Originally Posted by Garak
In the same vein, would you be okay with Walmart selling you a jug of used oil or non-detergent 30 in a sealed Mobil 1 container, as long as the price was too good to be true? If it was $4 for a 5 quart jug, or something like that, it's okay, because you should have known it wouldn't be real M1?
Not even close to the same thing. Now you are talking about blatant deception / fraud. Buying a cheap fake for a much cheaper price is not fraud. The seller knows they are selling a knockoff, and doesn't hide that fact. And you as the buyer know you are not getting the original. You accept that, and make the purchase full well knowing it. Back to my example of the $200.00 Rolex. It's price alone screams it's not the real deal. (Just as your $4 a jug "Mobil 1" would, or should to anyone but an idiot). And as I said, if someone is stupid enough to think it is, they deserve to be scammed. Now if someone sold you a fake for the full price of an original, and deliberately lied and defrauded you, then that's deception / fraud...... 2 completely different things.
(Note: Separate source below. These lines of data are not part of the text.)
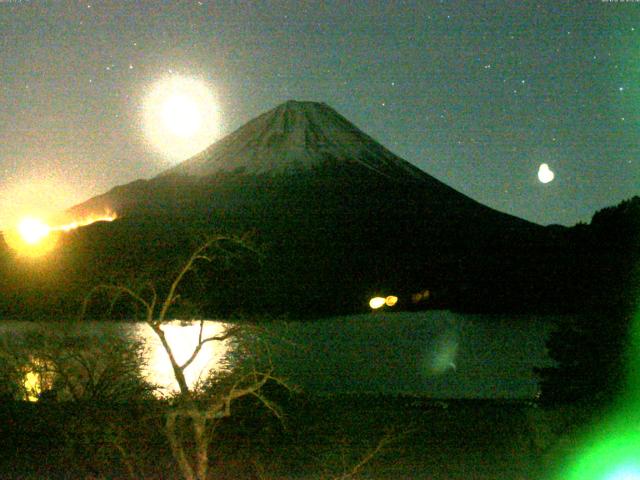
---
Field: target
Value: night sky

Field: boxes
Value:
[0,0,640,228]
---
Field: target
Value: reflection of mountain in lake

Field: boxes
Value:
[0,102,638,317]
[0,311,553,398]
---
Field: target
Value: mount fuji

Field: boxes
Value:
[3,101,576,316]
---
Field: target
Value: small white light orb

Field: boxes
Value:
[538,163,556,183]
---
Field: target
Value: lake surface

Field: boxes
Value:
[0,311,554,398]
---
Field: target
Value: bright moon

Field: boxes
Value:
[538,163,555,183]
[143,75,220,161]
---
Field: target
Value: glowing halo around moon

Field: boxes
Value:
[538,163,556,183]
[143,75,220,161]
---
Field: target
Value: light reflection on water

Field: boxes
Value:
[0,311,554,398]
[131,320,229,394]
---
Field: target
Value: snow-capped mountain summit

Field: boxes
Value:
[162,100,425,179]
[62,101,550,315]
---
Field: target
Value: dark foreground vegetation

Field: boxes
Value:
[0,394,597,480]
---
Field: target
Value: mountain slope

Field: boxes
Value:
[3,102,576,316]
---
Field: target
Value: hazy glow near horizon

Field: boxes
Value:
[143,75,220,161]
[5,211,117,257]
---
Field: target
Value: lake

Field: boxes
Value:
[0,311,555,399]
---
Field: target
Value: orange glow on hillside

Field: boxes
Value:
[5,211,117,257]
[51,212,118,232]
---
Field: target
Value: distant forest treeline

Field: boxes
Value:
[0,171,640,320]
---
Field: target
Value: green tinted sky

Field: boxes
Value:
[0,0,640,224]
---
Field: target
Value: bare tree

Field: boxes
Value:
[82,236,286,480]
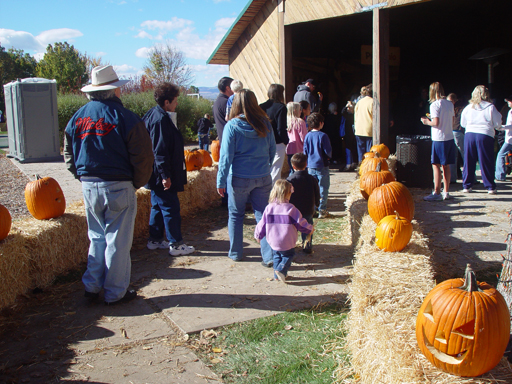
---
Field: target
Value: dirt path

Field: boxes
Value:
[0,166,355,383]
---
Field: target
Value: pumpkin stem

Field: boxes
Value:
[460,264,482,292]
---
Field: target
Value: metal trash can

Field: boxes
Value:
[396,135,434,188]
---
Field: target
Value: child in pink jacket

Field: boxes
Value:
[254,179,314,283]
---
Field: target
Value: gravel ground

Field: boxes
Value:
[0,155,30,220]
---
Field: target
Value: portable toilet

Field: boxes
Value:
[4,78,62,163]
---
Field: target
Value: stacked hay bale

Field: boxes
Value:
[0,165,219,309]
[335,154,512,384]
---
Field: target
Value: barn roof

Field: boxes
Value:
[206,0,267,65]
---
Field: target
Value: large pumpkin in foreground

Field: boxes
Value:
[359,163,395,200]
[0,204,12,241]
[198,149,213,167]
[25,175,66,220]
[368,181,414,224]
[416,264,510,376]
[211,140,220,163]
[185,149,203,172]
[370,144,390,159]
[375,212,412,252]
[359,153,389,176]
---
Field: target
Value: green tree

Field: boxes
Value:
[143,42,193,89]
[36,42,89,93]
[0,46,37,111]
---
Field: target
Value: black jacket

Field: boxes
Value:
[197,117,213,135]
[287,170,320,218]
[260,99,290,145]
[142,105,187,192]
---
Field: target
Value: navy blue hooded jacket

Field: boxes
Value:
[142,105,187,192]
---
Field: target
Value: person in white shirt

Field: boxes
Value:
[494,95,512,181]
[421,82,457,201]
[460,85,501,195]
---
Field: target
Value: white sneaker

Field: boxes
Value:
[147,240,169,250]
[169,244,196,256]
[423,193,443,201]
[274,271,286,284]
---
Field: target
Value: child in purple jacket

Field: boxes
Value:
[254,179,314,283]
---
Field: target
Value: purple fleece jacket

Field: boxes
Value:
[254,203,313,251]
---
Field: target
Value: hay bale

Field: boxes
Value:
[335,207,512,383]
[13,201,89,292]
[0,230,32,309]
[342,178,368,247]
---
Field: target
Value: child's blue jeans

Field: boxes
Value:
[272,248,295,279]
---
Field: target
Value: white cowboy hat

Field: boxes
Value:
[82,65,130,92]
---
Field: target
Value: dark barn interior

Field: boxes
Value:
[286,0,512,150]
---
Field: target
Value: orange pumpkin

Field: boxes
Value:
[185,149,203,171]
[198,149,213,167]
[25,175,66,220]
[359,162,395,200]
[370,144,389,159]
[211,140,220,163]
[375,212,412,252]
[0,204,12,241]
[368,181,414,224]
[359,153,389,176]
[416,264,510,376]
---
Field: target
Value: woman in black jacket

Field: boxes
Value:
[260,84,289,185]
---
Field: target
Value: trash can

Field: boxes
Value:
[396,135,434,188]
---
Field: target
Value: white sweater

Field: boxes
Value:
[460,101,501,137]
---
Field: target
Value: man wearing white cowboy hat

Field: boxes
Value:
[64,65,153,305]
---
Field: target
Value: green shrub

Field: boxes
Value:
[57,91,213,143]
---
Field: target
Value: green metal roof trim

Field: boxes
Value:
[206,0,258,64]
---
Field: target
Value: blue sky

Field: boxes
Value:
[0,0,248,87]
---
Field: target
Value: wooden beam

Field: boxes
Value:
[372,6,388,146]
[277,0,286,86]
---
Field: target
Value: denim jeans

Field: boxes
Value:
[450,131,464,183]
[300,216,313,249]
[273,248,295,279]
[197,135,210,151]
[356,136,373,162]
[82,181,137,302]
[149,188,183,245]
[270,143,286,185]
[494,143,512,180]
[308,167,331,211]
[227,175,272,264]
[462,132,496,190]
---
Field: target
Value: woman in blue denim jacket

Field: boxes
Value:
[217,89,276,267]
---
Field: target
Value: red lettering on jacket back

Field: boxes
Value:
[75,117,116,140]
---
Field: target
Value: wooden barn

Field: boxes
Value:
[208,0,512,147]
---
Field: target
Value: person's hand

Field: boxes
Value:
[162,177,171,191]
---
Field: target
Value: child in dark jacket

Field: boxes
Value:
[287,153,320,253]
[254,179,314,283]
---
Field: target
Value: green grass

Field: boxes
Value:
[192,303,348,384]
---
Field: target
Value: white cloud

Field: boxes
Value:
[135,47,151,59]
[135,31,153,40]
[140,16,194,31]
[0,28,83,55]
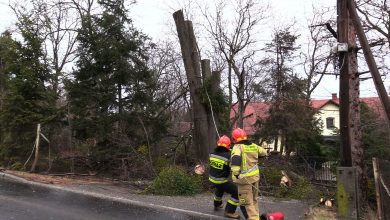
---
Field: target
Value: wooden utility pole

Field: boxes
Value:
[30,124,41,172]
[337,0,368,217]
[372,157,385,220]
[337,0,352,167]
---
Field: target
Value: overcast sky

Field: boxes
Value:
[0,0,390,99]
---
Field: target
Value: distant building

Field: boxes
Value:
[230,93,385,152]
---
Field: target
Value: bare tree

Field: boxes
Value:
[202,0,268,127]
[301,7,336,100]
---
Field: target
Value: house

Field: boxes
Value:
[230,93,385,151]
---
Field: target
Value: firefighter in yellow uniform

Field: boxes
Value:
[231,128,267,220]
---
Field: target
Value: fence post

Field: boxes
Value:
[372,157,384,220]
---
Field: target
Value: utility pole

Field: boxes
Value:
[337,0,367,218]
[337,0,353,167]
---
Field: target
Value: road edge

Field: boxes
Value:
[0,171,226,219]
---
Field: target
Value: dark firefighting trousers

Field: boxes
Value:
[213,181,248,217]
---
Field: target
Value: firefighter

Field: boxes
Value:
[209,135,240,219]
[231,128,267,220]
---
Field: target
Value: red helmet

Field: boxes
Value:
[232,128,248,143]
[217,135,230,149]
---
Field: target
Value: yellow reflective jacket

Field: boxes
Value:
[231,141,267,184]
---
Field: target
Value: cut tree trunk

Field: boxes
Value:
[173,10,216,162]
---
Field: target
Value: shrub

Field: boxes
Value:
[280,179,321,200]
[146,167,202,196]
[11,162,24,171]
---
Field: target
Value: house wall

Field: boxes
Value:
[316,103,340,136]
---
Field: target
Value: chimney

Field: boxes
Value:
[332,93,337,100]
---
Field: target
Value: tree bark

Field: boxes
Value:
[30,124,41,172]
[173,10,211,162]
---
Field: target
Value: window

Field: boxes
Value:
[326,117,335,129]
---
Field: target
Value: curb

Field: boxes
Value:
[0,171,226,220]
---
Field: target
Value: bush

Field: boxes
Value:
[11,162,24,171]
[279,179,321,200]
[146,167,202,196]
And this whole, "theft of intellectual property" is bogus as well. Because as I said, these 2 markets don't take away from each other. No one is "stealing" the others customers. The fake market attracts it's consumers. While the much more expensive original market does the same. The markets don't mix. It's like someone buying a fiberglass replica AC Cobra. They're everywhere for $55K to $90K. Where as a matching number Aluminum bodied original will sell for over $1 million.
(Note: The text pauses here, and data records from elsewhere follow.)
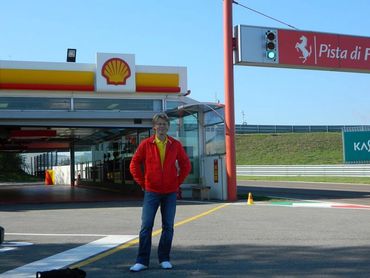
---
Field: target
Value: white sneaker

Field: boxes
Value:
[160,261,172,269]
[130,263,148,272]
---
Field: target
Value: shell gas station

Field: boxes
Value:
[0,53,228,200]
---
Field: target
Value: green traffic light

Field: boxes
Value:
[267,51,276,59]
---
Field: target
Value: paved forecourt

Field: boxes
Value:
[0,201,370,278]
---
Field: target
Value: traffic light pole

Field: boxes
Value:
[223,0,237,201]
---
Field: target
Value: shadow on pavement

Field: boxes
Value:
[83,245,370,278]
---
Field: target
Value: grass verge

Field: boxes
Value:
[237,176,370,184]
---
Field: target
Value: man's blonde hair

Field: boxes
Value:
[152,113,170,125]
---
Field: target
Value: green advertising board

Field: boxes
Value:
[343,131,370,163]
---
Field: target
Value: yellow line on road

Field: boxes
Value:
[70,203,230,268]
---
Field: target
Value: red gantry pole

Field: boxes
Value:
[223,0,237,201]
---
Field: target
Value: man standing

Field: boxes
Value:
[130,113,191,272]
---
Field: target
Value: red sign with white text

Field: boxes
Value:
[278,29,370,72]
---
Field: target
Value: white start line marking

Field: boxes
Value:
[0,235,137,278]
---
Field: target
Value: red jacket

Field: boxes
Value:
[130,135,191,194]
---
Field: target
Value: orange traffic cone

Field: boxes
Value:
[247,192,253,205]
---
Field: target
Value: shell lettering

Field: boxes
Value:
[101,58,131,85]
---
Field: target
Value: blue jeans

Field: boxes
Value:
[136,191,176,266]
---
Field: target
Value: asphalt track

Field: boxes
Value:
[0,182,370,278]
[238,181,370,205]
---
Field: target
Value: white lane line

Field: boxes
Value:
[5,233,120,237]
[292,203,331,208]
[0,247,17,253]
[0,241,33,253]
[0,235,137,278]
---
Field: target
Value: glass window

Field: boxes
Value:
[168,113,199,183]
[166,100,184,110]
[205,123,226,155]
[204,108,225,125]
[0,97,71,110]
[74,98,162,111]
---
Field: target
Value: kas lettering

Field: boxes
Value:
[353,140,370,152]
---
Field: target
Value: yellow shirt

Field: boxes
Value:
[155,136,168,166]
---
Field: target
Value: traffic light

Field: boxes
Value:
[266,30,277,60]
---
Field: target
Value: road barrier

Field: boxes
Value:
[236,164,370,177]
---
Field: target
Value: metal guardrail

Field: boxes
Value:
[236,164,370,177]
[235,124,370,134]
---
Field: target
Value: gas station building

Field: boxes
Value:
[0,53,228,200]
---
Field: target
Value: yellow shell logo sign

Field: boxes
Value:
[101,58,131,85]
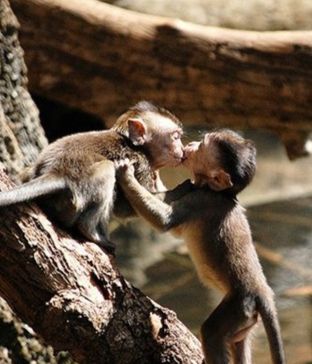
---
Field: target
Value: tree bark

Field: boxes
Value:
[0,171,202,364]
[0,0,47,175]
[0,0,202,364]
[11,0,312,157]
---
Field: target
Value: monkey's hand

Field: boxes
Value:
[114,158,134,182]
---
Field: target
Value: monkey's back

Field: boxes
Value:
[184,189,266,293]
[24,130,155,222]
[31,130,154,190]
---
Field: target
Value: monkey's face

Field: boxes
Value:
[183,134,232,191]
[146,115,184,169]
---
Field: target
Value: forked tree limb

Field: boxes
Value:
[11,0,312,157]
[0,170,202,364]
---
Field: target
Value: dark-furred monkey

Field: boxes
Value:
[0,101,183,249]
[117,130,285,364]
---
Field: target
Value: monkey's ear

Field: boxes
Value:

These markets are worlds apart, and as a result don't hurt one another. Again, no one is "stealing" anything from the other. Nor is the replica hurting the "brand" of the original. Simply because anyone with an ounce of brains knows a $55K "Cobra" isn't the real deal. And the quality of these replicas is all over the place. Some are really nice, while others are junk. Again, it doesn't effect the original brand in the least.
Yet another bigger example is Harbor Freight. Most everything they sell is made in China. They don't hide it. Instead they all but brag about it. They sell direct knock offs, (fakes), of just about every power tool, generator, and gas engine in existence. Law enforcement isn't padlocking their doors shut. Honda isn't suing them over their all but exact Predator engine copies. (Which are such exact copies, many Honda parts will interchange with their Predator Models). Dewalt isn't after them for their all but exact Hercules and Bauer power drill models. They even do direct comparisons to the brand name models in their ads. Harbor Freight's business has never been better.
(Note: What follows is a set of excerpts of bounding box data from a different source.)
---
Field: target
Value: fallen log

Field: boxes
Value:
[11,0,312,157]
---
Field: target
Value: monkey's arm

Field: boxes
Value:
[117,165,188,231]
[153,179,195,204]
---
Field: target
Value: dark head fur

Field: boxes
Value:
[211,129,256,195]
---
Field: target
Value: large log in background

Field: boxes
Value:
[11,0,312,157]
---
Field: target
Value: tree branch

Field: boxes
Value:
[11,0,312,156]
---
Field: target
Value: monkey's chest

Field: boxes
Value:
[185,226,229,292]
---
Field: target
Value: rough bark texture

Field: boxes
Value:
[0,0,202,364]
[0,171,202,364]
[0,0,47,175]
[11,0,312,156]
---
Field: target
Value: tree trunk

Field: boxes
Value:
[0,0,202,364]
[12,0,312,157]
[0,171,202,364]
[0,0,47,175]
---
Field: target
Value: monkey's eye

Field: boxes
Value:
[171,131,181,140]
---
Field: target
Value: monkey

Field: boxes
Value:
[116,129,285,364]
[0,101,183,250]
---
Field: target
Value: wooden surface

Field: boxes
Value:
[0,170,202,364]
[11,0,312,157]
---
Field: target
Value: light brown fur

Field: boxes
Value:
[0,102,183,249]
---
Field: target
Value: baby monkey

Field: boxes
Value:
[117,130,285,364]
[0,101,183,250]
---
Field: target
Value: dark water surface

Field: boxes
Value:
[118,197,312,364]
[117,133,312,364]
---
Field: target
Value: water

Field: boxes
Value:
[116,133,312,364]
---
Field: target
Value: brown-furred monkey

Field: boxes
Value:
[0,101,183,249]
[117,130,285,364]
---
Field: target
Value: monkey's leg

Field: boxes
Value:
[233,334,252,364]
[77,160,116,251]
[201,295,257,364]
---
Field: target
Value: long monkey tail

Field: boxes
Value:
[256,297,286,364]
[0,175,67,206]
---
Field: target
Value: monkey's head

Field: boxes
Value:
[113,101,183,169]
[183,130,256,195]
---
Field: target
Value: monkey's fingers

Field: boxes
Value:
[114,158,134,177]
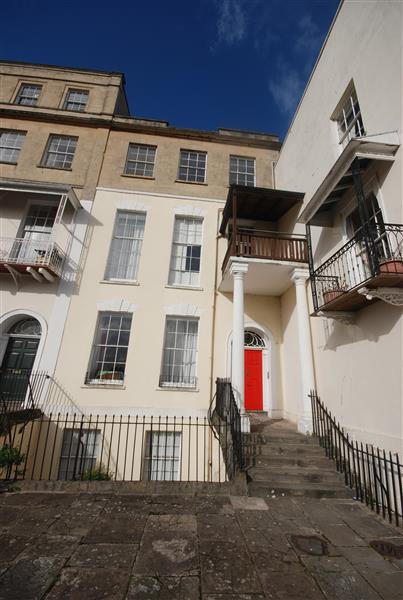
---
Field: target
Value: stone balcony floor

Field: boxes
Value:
[0,492,403,600]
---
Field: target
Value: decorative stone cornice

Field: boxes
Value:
[229,261,249,277]
[164,304,203,317]
[317,310,355,325]
[291,269,309,285]
[358,287,403,306]
[97,298,137,312]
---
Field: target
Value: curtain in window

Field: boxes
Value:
[168,217,203,287]
[58,429,100,480]
[161,318,199,386]
[105,211,146,281]
[144,431,181,481]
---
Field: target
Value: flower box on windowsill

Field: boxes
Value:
[323,289,346,304]
[88,371,123,385]
[379,259,403,275]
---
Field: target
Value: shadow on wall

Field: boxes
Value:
[72,210,106,295]
[323,301,403,350]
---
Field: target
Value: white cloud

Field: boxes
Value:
[295,15,321,58]
[269,14,322,116]
[269,60,304,116]
[217,0,247,46]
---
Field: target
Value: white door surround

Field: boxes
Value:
[0,309,48,371]
[291,269,315,433]
[226,320,283,419]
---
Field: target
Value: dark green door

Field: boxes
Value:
[0,337,39,402]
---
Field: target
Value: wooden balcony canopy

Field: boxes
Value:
[298,137,399,227]
[220,185,304,235]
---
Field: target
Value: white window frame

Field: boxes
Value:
[14,83,42,106]
[40,133,78,171]
[177,148,207,184]
[63,88,90,112]
[336,87,365,146]
[0,129,27,165]
[85,311,133,386]
[104,209,146,283]
[58,427,101,481]
[124,142,157,179]
[229,154,256,187]
[159,315,200,389]
[168,215,204,288]
[143,429,182,481]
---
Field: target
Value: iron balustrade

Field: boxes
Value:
[0,237,65,277]
[311,223,403,311]
[0,413,237,483]
[0,368,49,414]
[310,392,403,526]
[208,378,248,479]
[222,228,308,271]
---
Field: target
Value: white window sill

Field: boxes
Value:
[165,284,204,292]
[121,173,155,180]
[81,380,126,390]
[175,179,208,185]
[99,279,140,285]
[155,385,200,392]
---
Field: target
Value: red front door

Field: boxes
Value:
[245,350,263,410]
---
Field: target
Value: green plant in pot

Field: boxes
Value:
[0,444,25,479]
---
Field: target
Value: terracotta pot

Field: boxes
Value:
[323,290,344,304]
[379,260,403,274]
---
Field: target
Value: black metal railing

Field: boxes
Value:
[208,378,249,479]
[0,413,240,483]
[0,368,48,413]
[310,392,403,526]
[311,223,403,311]
[222,227,308,272]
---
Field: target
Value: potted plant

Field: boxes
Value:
[322,277,346,304]
[379,258,403,275]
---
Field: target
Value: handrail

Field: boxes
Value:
[235,226,307,240]
[208,378,246,479]
[311,223,403,311]
[0,237,66,275]
[222,228,308,272]
[309,391,403,526]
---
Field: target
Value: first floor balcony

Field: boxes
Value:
[0,237,66,281]
[219,185,308,296]
[311,223,403,313]
[0,180,81,289]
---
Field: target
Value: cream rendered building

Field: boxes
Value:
[0,62,128,394]
[275,0,403,452]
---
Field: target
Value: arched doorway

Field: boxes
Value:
[0,317,42,402]
[244,329,266,410]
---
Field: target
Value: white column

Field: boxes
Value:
[291,269,315,433]
[230,262,248,413]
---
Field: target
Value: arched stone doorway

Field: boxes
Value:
[0,317,42,402]
[244,329,267,411]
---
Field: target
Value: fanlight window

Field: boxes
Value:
[8,319,42,336]
[244,331,266,348]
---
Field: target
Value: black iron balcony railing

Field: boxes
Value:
[0,237,66,277]
[311,223,403,312]
[208,378,249,479]
[310,391,403,526]
[222,228,308,271]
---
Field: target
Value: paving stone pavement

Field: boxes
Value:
[0,492,403,600]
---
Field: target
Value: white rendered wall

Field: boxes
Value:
[275,0,403,451]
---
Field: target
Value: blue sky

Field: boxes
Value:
[0,0,339,137]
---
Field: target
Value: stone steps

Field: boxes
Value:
[249,455,334,470]
[248,465,346,485]
[247,416,351,498]
[256,442,325,458]
[248,481,351,498]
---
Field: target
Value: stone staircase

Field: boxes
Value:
[247,415,352,498]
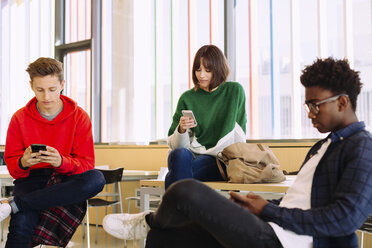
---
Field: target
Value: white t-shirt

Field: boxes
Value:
[269,139,331,248]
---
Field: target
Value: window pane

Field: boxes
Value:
[325,0,345,58]
[102,0,224,144]
[352,0,372,130]
[0,0,54,145]
[63,50,91,115]
[65,0,92,44]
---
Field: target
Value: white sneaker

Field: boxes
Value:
[102,211,151,240]
[0,203,12,222]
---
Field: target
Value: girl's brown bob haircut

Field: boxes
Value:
[192,45,230,90]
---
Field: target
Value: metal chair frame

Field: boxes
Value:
[83,168,124,248]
And one could argue that Harbor Freight is taking business away from Dewalt and Honda as a direct result. But again, there is no fraud or deception. People know and accept what they are buying. You can try to make an argument about, "brand damage". But that's not really happening either. And is only being used as a desperate form of legal leverage. Companies do this mostly for publicity. I remember some years back they uncovered a bunch of fake Cartier watches in a warehouse somewhere in New York. Cartier made a big dog and pony show out of it by having the President of Cartier drive over them with a big steamroller in front of the cameras. People were laughing.... Including him.
Most of this type of foolishness is done for attention. Which never hurts any business. As they say, imitation is the most sincere form of flattery.